Contribution of BRCA1 and BRCA2 Germline Mutations to Early Algerian Breast Cancer

1Laboratory of Molecular and Cellular Biology, Faculty of Natural and Life Sciences, Mentouri Brothers University, Constantine, Algeria
2Medical Oncology Department, EH Didouche Mourad, Constantine, Algeria
3Faculty of Medicine, University of Constantine 3, Constantine, Algeria
4Medical Oncology Department, Anti-Cancer Center of Setif, Setif, Algeria
5Department of Medical Genetics, Montpellier Regional University Hospital Center, Montpellier, France

Received 30 September 2015; Accepted 26 January 2016

Academic Editor: Lance A. Liotta

Copyright © 2016 Sarra Henouda et al. This is an open access article distributed under the Creative Commons Attribution License, which permits unrestricted use, distribution, and reproduction in any medium, provided the original work is properly cited.

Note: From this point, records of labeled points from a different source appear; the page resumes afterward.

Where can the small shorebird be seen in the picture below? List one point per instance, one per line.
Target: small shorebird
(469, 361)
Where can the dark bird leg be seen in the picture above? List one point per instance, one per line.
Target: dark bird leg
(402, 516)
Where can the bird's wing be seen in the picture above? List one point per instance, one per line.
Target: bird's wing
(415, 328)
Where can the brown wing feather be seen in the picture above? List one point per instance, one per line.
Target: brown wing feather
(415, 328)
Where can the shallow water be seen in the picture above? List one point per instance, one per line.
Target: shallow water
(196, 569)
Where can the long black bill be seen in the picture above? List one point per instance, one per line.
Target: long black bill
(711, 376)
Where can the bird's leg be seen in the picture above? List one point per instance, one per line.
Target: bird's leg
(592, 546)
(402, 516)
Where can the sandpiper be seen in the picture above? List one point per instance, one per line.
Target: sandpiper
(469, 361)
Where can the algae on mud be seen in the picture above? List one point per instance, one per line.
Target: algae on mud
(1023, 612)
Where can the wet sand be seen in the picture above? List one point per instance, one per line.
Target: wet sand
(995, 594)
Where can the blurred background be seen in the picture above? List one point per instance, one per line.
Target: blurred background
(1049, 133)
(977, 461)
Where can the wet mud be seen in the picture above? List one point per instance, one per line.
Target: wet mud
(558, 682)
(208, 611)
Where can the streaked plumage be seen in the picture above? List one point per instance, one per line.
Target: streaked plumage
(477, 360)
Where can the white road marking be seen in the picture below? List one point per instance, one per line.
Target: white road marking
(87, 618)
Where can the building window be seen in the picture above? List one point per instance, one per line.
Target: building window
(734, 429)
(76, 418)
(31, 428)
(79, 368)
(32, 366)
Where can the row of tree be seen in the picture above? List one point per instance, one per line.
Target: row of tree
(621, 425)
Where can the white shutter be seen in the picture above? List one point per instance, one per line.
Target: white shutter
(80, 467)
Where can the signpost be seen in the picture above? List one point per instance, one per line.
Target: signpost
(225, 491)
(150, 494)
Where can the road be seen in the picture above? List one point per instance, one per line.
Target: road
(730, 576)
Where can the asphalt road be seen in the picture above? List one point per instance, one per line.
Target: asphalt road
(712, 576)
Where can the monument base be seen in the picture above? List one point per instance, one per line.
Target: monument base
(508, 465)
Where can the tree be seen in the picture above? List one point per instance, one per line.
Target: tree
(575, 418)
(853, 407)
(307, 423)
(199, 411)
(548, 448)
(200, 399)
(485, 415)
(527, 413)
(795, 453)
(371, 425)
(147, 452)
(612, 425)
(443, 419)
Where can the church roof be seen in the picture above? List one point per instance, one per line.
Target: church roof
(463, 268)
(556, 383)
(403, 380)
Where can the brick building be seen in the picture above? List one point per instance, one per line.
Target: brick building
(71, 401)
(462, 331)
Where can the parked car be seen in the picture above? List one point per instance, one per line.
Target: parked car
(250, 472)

Breast cancer is the most common female malignancy and the leading cancer mortality cause among Algerian women. Germline mutations in the BRCA1 and BRCA2 genes in patients with early-onset breast cancer have not been clearly identified within the Algerian population. It is necessary to study the BRCA1/2 genes involvement in the Algerian breast cancer occurrence. We performed this study to define germline mutations in BRCA1/2 and their implication in breast cancer among young women from eastern Algeria diagnosed or treated with primary invasive breast cancer at the age of 40 or less who were referred to Anti-Cancer Center of Setif, Algeria. Case series were unselected for family history. Eight distinct pathogenic mutations were identified in eight unrelated families. Three deleterious mutations and one large genomic rearrangement involving deletion of exon 2 were found in BRCA1 gene. In addition, four mutations within the BRCA2 gene and one large genomic rearrangement were identified. Novel mutation was found among Algerian population. Moreover, five variants of uncertain clinical significance and favor polymorphisms were identified. Our data suggest that BRCA1/2 mutations are responsible for a significant proportion of breast cancer in Algerian young women.